Mail delivery falters in Summit County as snow buries mailboxes
This winter many residents in Summit County have seen their trash and recycling pile up due to heavy, frequent snowstorms. Mail delivery is also suffering, and the postmaster said he is working on it.
Some neighborhoods have been hit harder than others with service interruptions. And postmaster Christopher Kerwood said some winter problems are annual events. But this year has brought an unusual number of people saying they aren’t getting their mail.
Dena Corson and her family live in the Silver Springs neighborhood of the Snyderville Basin. She said that toward the end of last year, mail starting being delivered later and later. This year, it stopped completely.
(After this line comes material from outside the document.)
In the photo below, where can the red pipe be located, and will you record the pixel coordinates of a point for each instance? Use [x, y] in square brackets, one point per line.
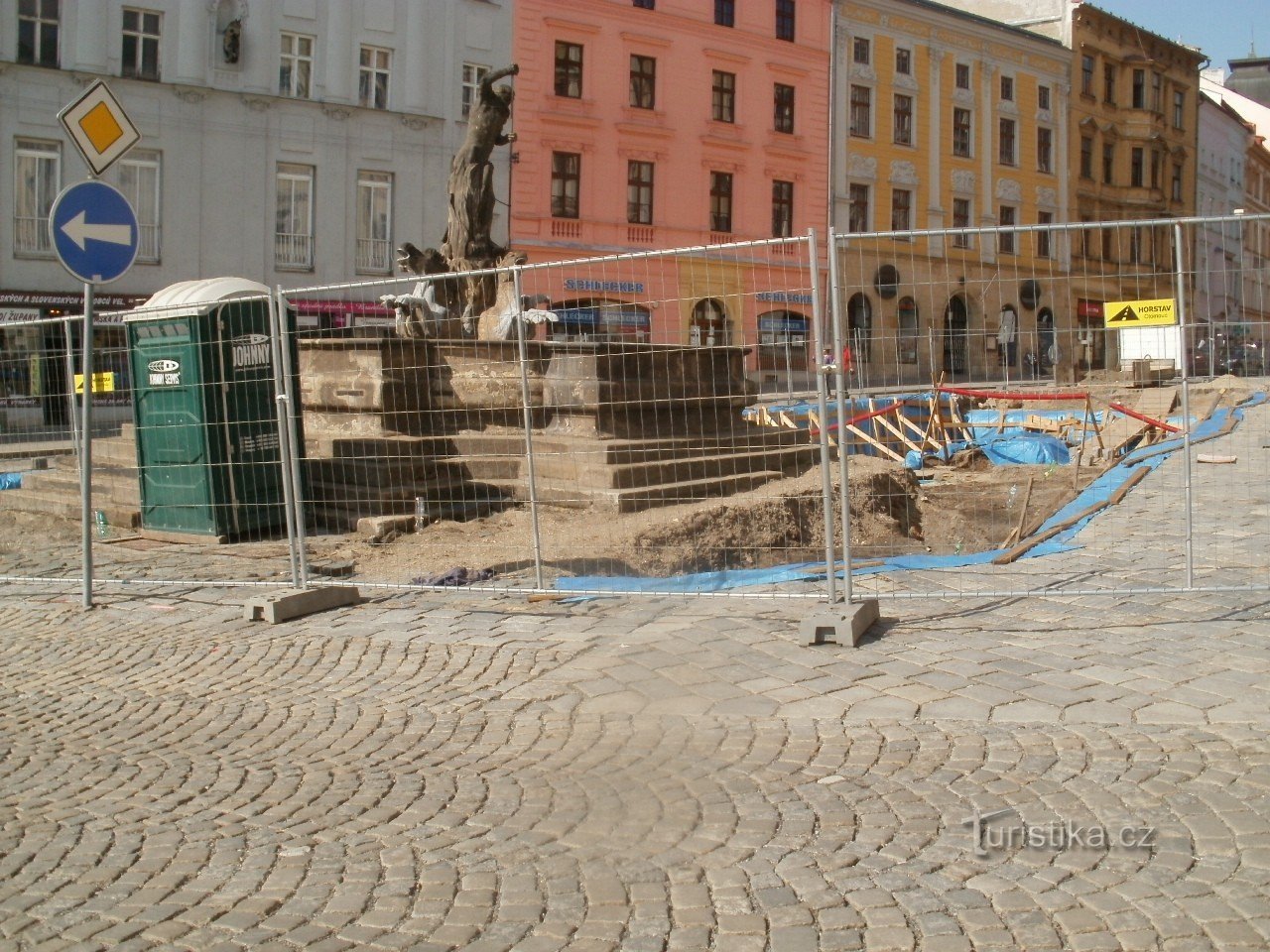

“I've been waiting for some photographs to come. So it's been about two weeks. I noticed, I was looking for something to show up in the mail and some birthday cards over on my birthday, which was January 28. Right, I knew that I was looking for a couple things that at you know, the end of January.”
Corson said it's frustrating having to go to the post office to retrieve mail since she goes to work before it opens and comes home after it closes - and during the day the rest of her family is in Salt Lake City.
Residents whose mail isn’t being delivered must go to the main post office on S.R. 224 to pick it up. No other post offices in Park City or the Snyderville Basin store residents’ undeliverable mail.
Corson went to the post office to find out about the lack of service, and learned snow has been preventing some mail delivery this winter.
“She said, well, he wouldn't just restart delivering the mail until you come get your mail and tell us that the mailbox is clear. I said I think my neighbors have done that. The mailbox has been clear. And I'll tell you right now, just you know since you asked, I'm gonna do what you say the mailboxes are clear so start redelivering our mail please.”
Kerwood confirmed the problem. He said the postal service requires residents to clear 15 feet on either side of mailboxes so delivery people can deliver from the right side of their vehicles without having to get out.
He said residents should have been notified about that requirement. Usually, information cards detailing proper clearance are placed in mailboxes.
Kerwood said the service problems are not just occurring in Silver Springs, and that it happens every winter. He told KPCW that earlier this winter an employee was delivering to the Deer Valley area. She had to get out of the car since the mailbox was not accessible. She slipped in icy conditions and slid under the vehicle.
Kerwood added that since many Silver Springs residents have come in and reported that their mailboxes were clear and they still weren’t getting mail, he plans to visit the area to investigate.